Préparer la SaintéLyon, ce n’est pas seulement empiler des kilomètres. Il faut apprendre à courir de nuit, encaisser le froid humide, tenir une allure stable quand les jambes se vident et savoir manger avant d’avoir faim. Dans ce guide, je détaille un plan d’entraînement réellement utile pour l’épreuve, les séances qui comptent le plus et les erreurs qui coûtent cher le jour J.
Les repères à garder avant de commencer
- Je pars ici du format 80 km, le plus demandé, avec des ajustements si vous visez le 160 km.
- La préparation doit combiner endurance, côtes, sorties de nuit, renforcement et nutrition.
- Un coureur déjà régulier peut viser 12 à 16 semaines; le 160 km demande plutôt 20 à 24 semaines.
- Le pic de forme vient surtout de la fraîcheur, pas du dernier bloc de volume.
- Tout ce qui est porté ou mangé le jour J doit être validé à l’entraînement.
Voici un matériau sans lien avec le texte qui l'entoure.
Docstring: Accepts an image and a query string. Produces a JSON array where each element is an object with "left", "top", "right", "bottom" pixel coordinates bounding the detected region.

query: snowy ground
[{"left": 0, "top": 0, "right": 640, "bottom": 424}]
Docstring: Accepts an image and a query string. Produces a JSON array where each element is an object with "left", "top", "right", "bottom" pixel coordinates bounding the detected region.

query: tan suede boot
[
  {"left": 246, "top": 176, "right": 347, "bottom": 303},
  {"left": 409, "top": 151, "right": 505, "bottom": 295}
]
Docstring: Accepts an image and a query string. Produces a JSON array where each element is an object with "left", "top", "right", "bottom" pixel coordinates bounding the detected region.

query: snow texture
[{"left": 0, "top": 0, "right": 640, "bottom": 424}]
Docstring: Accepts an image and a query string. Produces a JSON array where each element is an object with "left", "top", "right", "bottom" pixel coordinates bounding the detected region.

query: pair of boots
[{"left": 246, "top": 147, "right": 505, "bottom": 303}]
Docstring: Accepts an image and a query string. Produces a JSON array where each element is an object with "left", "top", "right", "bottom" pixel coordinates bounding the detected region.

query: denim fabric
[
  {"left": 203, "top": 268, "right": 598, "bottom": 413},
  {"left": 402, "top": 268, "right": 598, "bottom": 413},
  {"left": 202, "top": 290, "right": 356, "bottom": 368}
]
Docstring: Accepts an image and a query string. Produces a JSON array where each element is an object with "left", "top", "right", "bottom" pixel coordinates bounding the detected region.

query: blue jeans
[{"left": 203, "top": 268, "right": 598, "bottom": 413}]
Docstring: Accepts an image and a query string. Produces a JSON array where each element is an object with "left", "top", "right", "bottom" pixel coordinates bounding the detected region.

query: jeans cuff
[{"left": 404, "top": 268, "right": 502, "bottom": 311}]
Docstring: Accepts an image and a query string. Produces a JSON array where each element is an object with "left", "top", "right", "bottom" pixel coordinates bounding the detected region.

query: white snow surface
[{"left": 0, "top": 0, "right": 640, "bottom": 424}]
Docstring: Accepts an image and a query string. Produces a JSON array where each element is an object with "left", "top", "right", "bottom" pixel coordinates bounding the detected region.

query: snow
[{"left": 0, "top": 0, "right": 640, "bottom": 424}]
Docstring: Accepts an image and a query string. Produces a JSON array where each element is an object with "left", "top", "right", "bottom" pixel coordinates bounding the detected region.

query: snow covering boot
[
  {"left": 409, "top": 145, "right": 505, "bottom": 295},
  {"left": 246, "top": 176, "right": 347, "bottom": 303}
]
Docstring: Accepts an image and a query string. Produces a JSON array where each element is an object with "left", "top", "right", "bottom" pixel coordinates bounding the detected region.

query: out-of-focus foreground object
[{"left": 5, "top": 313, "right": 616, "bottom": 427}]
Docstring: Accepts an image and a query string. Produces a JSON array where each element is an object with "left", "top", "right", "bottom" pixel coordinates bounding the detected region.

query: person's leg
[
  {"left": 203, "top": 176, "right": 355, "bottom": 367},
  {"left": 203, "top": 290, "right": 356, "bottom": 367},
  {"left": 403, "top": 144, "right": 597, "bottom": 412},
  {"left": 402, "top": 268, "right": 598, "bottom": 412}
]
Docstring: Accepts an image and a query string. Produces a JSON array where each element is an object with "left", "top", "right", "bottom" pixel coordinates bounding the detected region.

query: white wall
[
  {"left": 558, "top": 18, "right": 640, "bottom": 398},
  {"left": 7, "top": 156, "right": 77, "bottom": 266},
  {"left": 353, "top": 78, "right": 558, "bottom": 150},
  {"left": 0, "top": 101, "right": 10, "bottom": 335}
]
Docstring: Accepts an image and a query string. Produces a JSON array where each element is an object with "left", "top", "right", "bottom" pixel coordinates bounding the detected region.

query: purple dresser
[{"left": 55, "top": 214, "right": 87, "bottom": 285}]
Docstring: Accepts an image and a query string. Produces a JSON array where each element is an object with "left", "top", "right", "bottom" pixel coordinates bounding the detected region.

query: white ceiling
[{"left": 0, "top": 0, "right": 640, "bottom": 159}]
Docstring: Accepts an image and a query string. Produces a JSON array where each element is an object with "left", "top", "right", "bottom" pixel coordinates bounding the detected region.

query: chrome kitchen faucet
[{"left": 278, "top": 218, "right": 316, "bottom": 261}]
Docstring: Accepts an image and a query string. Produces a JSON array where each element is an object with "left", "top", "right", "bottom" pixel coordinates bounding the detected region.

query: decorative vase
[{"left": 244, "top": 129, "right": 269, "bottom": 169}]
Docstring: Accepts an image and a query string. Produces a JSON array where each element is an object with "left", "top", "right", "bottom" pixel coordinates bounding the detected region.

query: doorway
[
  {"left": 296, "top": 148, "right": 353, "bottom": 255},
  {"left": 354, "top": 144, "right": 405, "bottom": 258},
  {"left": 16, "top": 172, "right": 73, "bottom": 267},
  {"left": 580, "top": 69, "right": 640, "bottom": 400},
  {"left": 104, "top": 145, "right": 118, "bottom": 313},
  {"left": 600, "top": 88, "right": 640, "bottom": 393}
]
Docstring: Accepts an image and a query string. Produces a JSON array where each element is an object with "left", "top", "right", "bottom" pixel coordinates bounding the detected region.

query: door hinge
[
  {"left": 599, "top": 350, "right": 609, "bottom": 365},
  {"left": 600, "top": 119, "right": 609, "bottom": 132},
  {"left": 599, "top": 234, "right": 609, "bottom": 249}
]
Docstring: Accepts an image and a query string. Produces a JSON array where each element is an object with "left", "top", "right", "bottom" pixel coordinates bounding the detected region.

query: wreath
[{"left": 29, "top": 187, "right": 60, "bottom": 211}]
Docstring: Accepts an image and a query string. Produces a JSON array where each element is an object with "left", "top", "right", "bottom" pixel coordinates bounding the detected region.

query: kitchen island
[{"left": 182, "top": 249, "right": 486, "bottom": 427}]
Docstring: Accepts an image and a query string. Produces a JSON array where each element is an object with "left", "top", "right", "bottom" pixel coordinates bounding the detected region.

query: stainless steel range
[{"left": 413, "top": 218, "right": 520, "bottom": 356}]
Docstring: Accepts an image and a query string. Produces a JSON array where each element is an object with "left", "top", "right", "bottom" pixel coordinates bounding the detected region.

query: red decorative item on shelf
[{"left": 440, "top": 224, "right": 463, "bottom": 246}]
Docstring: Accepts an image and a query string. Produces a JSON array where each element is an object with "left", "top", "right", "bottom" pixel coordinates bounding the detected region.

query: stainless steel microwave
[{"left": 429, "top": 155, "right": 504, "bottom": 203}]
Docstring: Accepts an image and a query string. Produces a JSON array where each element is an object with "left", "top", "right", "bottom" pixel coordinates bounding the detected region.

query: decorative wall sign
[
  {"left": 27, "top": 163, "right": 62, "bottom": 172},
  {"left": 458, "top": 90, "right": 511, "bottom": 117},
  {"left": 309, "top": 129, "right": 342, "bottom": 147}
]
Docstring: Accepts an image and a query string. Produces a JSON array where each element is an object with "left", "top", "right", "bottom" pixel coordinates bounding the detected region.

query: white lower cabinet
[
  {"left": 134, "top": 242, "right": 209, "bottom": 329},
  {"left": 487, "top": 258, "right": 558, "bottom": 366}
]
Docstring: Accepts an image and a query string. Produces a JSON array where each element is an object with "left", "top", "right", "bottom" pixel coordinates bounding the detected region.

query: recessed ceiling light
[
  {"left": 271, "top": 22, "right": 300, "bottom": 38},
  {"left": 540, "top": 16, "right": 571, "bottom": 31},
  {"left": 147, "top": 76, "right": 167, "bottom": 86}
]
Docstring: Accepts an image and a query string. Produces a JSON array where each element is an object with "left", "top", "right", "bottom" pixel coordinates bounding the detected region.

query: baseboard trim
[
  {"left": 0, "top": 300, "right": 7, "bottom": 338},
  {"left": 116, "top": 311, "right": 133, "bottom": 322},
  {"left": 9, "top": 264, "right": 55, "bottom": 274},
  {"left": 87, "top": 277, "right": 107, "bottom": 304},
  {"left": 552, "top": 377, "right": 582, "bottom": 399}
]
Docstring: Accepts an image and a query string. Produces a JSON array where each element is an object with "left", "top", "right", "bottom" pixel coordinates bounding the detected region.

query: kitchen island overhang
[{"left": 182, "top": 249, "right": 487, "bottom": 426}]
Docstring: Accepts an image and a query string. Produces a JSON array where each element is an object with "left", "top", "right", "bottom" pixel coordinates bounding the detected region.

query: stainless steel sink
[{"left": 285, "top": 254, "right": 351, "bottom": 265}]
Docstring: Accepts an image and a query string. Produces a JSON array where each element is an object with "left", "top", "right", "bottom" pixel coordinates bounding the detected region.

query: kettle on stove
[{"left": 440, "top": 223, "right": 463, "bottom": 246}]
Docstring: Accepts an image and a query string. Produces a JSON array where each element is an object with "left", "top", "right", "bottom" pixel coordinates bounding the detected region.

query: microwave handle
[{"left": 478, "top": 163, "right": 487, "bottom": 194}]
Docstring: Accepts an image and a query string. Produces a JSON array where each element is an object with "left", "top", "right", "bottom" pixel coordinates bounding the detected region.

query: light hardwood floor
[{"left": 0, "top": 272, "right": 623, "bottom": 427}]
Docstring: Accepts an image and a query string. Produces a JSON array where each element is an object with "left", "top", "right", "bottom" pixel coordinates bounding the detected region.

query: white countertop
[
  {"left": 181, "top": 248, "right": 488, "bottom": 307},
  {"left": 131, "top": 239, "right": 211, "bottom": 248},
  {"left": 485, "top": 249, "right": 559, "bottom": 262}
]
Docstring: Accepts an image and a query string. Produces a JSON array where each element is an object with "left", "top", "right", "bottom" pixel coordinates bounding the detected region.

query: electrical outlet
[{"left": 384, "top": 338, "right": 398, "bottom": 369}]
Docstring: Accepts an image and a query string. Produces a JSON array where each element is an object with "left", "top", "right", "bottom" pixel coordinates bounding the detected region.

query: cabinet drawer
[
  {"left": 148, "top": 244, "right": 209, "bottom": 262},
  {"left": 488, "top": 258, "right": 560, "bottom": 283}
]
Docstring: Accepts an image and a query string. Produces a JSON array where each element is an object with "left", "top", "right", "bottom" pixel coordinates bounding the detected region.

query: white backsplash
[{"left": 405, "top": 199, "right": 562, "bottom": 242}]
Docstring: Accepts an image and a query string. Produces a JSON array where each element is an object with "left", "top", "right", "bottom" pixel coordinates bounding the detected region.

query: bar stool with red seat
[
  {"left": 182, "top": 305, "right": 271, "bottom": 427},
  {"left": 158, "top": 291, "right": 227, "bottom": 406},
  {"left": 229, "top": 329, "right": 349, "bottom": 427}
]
Ce que la SaintéLyon demande vraiment au corps et à la tête
Sur le site officiel, le format 80 km est décrit comme un parcours qui tourne autour de 2 000 m de D+ minimum, avec une très forte participation au départ. En pratique, ce n’est pas seulement une question de distance: la nuit, le froid, l’humidité et la répétition des relances transforment la course en effort d’usure. Le 160 km ajoute une couche de fatigue mentale et digestive qui change complètement la logique de préparation.
Je résume toujours l’épreuve en cinq contraintes. Si vous les travaillez en amont, vous avez déjà fait une bonne moitié du chemin.
| Contrainte | Réponse d’entraînement |
|---|---|
| Nuit | Sorties en soirée, repères visuels réduits, gestion à la frontale |
| Froid et humidité | Vêtements testés en conditions fraîches, gestion des couches, mains et tête protégées |
| Reliefs roulants | Travail en côte, descentes contrôlées, endurance de force |
| Durée | Sorties longues et, si possible, enchaînements sur deux jours |
| Digestion | Apprentissage de l’alimentation en course, sans attendre la sensation de faim |
Quand je prépare ce type de course, je pense d’abord à la résistance globale, puis seulement au chrono. C’est cette hiérarchie qui évite de se griller avant même d’avoir vraiment commencé la préparation.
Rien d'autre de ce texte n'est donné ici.